A, Glutamate (GLU) 13C enrichment from 13C glucose and 13C lactate reflecting oxidation of pyruvate from glycolysis and lactate. Note increased isotopic enrichment of GLU in TAC hearts receiving miR-ME1 to suppress pyruvate carboxylation and enhance oxidation via pyruvate decarboxylase. B, Tissue lactate levels. ME1 suppression prevented the accumulation of lactate in TAC hearts. White bars, Sham operated (SHAM); Black bars, TAC. *P<0.05 vs all other experimental groups; **P<0.05 vs sham hearts by ANOVA and Tukey–Kramer test.

Figure 5.. Contractile response to ME1 (malic enzyme 1) suppression in Sham operated (Sham) and transverse aortic constriction (TAC) hearts.

Direct comparison between mean values reveals improved dP/dt in TAC hearts receiving miR-ME1 (miRNA specific to ME1) vs TAC. White bars, SHAM; Black bars, TAC. *P<0.05, Sham ME1 vs TAC PBS by ANOVA and Tukey–Kramer test; **P<0.05, TAC PBS vs TAC miR-ME1 by Student t test; †P<0.05, Sham PBS vs TAC PBS by ANOVA and Tukey–Kramer test; ††P=0.05, TAC PBS vs TAC miRME1 by Student t test; ƒP<0.05 TAC PBS vs TAC miR-ME1 by Student t test.

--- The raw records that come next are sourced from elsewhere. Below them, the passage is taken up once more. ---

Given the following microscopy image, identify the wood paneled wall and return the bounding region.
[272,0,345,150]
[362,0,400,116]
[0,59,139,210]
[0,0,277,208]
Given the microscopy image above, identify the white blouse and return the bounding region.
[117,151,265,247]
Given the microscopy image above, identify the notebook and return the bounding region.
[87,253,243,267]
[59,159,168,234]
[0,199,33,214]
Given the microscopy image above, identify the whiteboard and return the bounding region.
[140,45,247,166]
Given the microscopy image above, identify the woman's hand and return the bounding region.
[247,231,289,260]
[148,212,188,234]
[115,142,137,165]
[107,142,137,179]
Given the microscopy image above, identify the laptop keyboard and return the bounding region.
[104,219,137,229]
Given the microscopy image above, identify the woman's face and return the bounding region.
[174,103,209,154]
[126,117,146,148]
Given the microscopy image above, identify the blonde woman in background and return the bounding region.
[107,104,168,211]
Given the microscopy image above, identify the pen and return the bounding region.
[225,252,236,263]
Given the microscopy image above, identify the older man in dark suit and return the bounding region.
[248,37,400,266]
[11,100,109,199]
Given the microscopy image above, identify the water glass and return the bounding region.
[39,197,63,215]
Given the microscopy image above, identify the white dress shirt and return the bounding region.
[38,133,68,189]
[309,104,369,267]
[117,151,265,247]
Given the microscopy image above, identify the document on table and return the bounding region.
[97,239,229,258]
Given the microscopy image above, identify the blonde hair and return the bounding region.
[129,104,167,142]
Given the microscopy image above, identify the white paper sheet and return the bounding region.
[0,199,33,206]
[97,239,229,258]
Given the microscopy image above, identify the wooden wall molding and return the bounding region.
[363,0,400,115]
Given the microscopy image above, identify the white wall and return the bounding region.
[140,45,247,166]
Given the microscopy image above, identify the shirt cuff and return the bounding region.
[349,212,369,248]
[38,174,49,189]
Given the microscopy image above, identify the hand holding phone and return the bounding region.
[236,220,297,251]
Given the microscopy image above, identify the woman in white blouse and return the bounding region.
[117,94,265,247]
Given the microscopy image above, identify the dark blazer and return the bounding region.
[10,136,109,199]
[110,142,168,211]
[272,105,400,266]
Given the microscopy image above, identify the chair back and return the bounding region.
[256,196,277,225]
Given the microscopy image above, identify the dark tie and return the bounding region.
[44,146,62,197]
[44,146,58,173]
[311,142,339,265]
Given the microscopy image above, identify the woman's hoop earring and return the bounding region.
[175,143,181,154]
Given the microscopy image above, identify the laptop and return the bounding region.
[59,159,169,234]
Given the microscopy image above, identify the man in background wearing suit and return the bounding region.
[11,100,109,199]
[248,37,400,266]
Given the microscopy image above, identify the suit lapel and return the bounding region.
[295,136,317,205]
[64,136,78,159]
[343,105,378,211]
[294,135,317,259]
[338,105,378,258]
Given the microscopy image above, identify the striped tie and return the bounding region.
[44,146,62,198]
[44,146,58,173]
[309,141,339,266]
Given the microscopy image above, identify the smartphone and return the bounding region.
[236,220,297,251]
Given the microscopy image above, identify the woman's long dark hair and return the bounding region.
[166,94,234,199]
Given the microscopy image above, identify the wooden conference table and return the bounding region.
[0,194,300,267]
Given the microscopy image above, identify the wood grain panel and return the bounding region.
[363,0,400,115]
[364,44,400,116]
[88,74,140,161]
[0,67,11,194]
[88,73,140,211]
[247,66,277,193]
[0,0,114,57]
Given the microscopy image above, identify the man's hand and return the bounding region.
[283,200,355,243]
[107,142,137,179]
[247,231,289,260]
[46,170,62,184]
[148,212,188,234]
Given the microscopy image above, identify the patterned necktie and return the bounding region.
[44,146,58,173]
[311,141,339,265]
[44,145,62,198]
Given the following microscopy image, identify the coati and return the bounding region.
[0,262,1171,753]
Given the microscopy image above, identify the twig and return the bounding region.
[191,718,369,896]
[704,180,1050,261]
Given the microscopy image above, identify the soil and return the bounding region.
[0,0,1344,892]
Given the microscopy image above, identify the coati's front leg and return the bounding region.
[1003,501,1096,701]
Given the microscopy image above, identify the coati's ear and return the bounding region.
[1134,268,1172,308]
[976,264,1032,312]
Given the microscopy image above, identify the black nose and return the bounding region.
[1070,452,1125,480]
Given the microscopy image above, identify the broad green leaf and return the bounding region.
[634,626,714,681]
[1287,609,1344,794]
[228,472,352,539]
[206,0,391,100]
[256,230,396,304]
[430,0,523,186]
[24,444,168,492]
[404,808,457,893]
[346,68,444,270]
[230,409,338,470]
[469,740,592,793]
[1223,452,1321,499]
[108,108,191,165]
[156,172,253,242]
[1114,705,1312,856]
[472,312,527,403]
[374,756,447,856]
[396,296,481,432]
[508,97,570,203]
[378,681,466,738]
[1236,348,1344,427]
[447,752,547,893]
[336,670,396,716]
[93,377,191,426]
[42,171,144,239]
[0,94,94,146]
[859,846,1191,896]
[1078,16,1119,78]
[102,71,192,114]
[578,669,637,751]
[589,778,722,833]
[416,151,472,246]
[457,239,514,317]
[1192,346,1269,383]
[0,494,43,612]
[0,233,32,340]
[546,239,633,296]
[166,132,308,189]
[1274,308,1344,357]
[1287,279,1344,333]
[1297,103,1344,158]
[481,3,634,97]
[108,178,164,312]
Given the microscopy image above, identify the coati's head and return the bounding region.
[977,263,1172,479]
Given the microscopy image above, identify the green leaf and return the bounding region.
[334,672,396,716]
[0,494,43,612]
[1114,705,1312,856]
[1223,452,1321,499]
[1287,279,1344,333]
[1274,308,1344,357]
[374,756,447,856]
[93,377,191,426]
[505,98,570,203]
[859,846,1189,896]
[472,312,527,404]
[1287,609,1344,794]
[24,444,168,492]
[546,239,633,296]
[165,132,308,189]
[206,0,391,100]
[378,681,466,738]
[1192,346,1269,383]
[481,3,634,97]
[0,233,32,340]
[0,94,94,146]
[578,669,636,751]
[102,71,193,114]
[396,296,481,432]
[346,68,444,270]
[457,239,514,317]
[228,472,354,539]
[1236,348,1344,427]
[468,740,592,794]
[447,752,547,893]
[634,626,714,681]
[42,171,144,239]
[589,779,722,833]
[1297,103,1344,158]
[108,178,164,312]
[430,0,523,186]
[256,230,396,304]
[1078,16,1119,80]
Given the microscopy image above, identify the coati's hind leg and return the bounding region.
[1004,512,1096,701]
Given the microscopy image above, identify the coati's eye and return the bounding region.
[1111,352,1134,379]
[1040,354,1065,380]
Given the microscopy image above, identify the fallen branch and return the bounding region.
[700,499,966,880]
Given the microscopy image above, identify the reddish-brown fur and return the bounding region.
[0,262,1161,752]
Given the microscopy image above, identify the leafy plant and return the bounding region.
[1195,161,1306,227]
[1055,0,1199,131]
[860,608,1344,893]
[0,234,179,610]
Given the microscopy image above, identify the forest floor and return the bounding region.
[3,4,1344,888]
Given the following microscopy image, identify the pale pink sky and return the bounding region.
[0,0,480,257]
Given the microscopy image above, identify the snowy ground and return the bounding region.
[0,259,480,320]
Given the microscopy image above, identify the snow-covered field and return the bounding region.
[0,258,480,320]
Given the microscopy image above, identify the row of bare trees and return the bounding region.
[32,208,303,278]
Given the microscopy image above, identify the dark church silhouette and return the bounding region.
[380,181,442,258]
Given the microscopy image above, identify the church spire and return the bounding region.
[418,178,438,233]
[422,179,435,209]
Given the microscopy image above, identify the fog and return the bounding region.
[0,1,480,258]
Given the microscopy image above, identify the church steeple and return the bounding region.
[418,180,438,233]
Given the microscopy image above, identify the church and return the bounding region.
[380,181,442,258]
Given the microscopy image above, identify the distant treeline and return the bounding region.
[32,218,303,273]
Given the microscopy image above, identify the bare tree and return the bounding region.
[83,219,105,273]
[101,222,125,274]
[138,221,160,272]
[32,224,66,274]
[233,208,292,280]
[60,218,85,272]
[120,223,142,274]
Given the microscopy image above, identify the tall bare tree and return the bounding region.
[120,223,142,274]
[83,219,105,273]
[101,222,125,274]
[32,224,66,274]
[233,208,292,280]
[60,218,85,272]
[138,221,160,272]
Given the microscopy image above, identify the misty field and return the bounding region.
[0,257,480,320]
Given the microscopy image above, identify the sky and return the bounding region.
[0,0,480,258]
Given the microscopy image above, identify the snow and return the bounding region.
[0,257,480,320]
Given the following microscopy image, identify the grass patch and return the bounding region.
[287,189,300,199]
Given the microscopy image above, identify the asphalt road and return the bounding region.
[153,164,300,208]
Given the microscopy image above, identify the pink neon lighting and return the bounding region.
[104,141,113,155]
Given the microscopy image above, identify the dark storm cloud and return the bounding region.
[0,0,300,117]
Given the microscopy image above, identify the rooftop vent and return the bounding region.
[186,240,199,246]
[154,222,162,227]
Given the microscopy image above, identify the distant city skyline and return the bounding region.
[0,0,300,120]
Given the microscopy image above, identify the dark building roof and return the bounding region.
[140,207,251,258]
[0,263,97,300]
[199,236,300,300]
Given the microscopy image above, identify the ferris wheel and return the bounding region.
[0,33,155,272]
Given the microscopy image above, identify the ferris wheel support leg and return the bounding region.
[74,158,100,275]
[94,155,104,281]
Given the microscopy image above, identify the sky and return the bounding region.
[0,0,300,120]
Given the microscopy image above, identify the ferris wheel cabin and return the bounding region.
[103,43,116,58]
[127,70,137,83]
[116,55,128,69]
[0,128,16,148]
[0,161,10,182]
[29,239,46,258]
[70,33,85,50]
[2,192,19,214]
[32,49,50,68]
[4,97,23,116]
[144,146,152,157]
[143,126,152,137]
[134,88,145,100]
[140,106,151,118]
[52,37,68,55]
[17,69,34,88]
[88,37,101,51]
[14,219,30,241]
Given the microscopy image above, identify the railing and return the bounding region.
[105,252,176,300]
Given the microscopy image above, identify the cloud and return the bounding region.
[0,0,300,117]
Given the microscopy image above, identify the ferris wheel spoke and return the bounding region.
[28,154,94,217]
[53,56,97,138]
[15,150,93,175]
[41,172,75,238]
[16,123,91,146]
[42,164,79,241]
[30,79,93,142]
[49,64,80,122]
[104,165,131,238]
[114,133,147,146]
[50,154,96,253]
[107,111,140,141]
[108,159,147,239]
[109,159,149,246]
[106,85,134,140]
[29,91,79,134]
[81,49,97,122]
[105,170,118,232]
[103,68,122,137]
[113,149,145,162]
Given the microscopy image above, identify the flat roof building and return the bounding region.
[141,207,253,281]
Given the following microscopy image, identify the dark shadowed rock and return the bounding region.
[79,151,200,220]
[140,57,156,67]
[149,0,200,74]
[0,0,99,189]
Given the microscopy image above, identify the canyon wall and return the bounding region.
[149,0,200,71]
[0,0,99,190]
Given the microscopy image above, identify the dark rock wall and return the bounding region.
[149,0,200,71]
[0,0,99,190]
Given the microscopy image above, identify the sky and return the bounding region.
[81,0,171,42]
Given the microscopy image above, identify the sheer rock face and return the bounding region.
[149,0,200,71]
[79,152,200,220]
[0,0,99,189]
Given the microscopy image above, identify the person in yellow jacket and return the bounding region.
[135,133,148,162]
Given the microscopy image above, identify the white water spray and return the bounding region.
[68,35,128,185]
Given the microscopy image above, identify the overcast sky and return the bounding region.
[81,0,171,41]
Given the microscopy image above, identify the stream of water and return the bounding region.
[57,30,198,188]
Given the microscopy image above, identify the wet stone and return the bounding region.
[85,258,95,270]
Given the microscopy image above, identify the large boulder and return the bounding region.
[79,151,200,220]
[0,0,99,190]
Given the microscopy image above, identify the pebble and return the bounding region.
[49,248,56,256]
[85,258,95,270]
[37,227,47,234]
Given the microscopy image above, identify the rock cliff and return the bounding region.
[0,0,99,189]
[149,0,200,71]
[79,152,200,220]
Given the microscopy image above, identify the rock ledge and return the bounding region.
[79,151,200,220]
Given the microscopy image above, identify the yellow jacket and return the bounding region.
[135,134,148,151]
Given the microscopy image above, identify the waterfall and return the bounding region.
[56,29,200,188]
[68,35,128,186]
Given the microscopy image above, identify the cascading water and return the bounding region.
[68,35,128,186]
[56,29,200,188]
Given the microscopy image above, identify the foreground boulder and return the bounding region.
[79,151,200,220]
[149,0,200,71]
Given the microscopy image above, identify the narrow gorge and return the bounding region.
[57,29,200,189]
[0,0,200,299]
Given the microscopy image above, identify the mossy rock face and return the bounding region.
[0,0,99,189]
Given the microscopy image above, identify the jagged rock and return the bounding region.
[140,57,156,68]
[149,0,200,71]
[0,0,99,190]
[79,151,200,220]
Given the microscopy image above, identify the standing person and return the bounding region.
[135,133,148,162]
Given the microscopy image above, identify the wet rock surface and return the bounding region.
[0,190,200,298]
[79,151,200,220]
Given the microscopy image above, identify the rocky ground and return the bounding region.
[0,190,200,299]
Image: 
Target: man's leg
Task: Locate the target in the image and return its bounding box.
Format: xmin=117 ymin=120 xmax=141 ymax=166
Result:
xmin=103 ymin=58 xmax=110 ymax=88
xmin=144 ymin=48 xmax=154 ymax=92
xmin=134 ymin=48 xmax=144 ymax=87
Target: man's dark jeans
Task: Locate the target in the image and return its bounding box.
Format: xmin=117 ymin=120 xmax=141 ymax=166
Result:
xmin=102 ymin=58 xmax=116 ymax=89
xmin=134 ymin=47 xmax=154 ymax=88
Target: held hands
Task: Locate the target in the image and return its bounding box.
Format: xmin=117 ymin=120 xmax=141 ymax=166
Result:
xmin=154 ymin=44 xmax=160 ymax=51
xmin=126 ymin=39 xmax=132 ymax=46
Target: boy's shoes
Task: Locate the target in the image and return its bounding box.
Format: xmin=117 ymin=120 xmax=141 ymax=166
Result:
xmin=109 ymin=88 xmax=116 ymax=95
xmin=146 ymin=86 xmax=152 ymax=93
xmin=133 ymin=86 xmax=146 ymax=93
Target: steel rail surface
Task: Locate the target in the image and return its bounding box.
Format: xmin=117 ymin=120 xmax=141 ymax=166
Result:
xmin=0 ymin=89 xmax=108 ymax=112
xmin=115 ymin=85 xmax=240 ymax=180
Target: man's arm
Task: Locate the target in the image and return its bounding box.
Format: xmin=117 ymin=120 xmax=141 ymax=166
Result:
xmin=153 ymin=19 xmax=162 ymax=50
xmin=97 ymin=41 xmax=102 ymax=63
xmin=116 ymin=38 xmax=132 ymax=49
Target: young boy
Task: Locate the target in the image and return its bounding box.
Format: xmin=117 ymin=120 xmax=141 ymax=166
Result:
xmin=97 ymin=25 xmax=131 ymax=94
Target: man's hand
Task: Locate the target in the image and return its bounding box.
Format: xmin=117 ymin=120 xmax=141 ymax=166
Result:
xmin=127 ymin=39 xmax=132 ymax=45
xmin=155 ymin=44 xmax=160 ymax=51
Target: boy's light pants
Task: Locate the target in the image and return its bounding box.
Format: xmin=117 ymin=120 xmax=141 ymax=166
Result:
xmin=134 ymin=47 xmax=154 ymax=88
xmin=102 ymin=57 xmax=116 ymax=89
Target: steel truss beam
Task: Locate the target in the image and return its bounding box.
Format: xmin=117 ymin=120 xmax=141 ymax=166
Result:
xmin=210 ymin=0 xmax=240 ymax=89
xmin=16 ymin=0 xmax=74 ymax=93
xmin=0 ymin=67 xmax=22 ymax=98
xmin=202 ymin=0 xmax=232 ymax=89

RPP indicates rate pressure product.

Figure 6.. Summary scheme depicting the effects of ME1 (malic enzyme 1) knockdown on glucose and pyruvate metabolism in hypertrophied hearts.

Metabolic fate of glucose and glycolytic end products in a (A) normal heart; (B) pathological heart with increased carbon flux through glycolysis and ME1-mediated entry of carbon into transverse aortic constriction (TCA) cycle via anaplerosis; (C) failing heart treated with virus that suppresses ME1 expression. Increased carbon flux into TCA cycle via pyruvate dehydrogenase complex (PDC) and restoring NADPH-mediated glutathione reduction. Increased metabolic activity is represented by thick arrows. Increased ME1 expression is represented by enlarged text. Decreased reduced glutathione (GSH) formation is represented by dashed line. Adv.miR-ME1 indicates adenovirus containing miR-ME1.